Slide View : Parallel Computer Architecture and Programming : 15-418/618 Spring 2016

jrgallag

With the hand-over-hand locking technique we used for the linked-list, deadlock is impossible. This is because we always acquire locks in ascending order: if we have a lock, we never ask for a lock on an earlier node. Therefore there cannot be circular wait, and therefore cannot be deadlock.

0xc0ffee

Circular linked lists were mentioned in lecture and you would run into deadlock problems in that case. (This is as the ascending order invariant is no longer true).

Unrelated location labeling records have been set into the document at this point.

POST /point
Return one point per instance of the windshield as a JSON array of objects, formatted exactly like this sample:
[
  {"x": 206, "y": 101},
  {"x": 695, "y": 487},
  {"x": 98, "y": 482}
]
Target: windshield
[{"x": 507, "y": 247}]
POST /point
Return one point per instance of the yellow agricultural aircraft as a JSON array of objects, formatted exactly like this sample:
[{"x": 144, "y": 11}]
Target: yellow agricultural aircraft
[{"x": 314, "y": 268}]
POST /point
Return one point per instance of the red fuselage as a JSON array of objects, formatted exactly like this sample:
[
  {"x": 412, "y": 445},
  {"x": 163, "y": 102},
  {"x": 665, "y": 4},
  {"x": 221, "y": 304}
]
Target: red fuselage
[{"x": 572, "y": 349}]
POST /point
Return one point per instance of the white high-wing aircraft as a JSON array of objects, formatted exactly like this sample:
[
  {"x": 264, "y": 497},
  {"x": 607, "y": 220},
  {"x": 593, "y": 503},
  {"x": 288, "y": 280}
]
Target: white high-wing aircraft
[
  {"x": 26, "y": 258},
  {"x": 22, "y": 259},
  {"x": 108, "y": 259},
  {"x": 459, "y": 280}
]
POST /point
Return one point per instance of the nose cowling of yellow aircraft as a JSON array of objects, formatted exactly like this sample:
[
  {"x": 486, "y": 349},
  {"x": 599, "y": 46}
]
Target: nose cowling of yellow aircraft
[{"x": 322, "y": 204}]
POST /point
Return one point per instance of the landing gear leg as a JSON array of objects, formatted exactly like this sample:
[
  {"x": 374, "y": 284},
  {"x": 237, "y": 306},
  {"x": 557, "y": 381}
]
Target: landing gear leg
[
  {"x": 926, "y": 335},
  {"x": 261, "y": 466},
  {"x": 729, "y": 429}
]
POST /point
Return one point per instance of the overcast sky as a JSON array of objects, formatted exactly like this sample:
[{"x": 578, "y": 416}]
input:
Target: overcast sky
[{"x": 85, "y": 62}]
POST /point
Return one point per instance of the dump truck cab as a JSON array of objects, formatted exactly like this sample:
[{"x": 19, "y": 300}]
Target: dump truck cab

For example, if you have a two-element circular linked list (silly example, I know, but)

X -> Y -> X

Thread 0 grabs a lock on X
Thread 0 grabs a lock on Y
Thread 0 releases the lock on X
Thread 1 grabs the lock on X
Thread 0 begins a delete on Y
Thread 1 begins a delete on X

Then neither thread can delete their respective node, as they each need the next pointer for the previous node, but cannot obtain it as the other thread has the prev node. Deadlocked :/

ppwwyyxx

There is a trade off in selecting the granularity.

We can have one lock for every several nodes instead of every one node, then there will be less overhead in traversing and storage, but less parallelism as well.

mperron

I think we can have a "middle ground" implementation and initialize a fixed array of lock of a size proportional to the number of threads. We can acquire a lock by using the address of the item we want to lock mod the length of the lock list. This allows us to decide the granularity of locks by choosing the number of total locks at we initialization of the lock array. However, I believe this could result in deadlock if we need to acquire multiple locks, so a more sophisticated scheme might be necessary to prevent this.

ppwwyyxx

Apart from the granularity, another potential way to optimize the linked list is to have non-exclusive lock (e.g. reader-writer lock) to allow parallel accesses.

aeu

Is there a general consensus on the difference between the performance of lock-free data structures (that use atomic operations) vs. fine-grained locking? We've learned about how both kinds of operations impact the performance of all the cores on a high core count machine. I wonder whether it is better to use one or the other when, for example, you're programming on ~60 cores for a Xeon Phi.

Perpendicular

@mperron There is a problem with a middle ground approach in that we need to account for modifications to the list. (Additions and deletions). The linked list may become too small or too big and we may not see the best speedup.

memebryant

@aeu, I don't believe there is a general consensus on this topic.

To the best of my knowledge, the tradeoffs come from locks being inherently slower under high contention than a short instruction sequence and an atomic commit operation. Fine grained locking doesn't have the ability to solve this problem, it just tries to reduce the amount this occurs by hopefully avoiding contention. I believe deciding which to use comes down to whether your access patterns can avoid contention, which suggests that lockfree structures should in general be more efficient at higher numbers of cores.

bdebebe

@aeu The above point touched on most of it, but I also think it's worth noting that the discussion not only deals with contention, but overhead tradeoffs as well.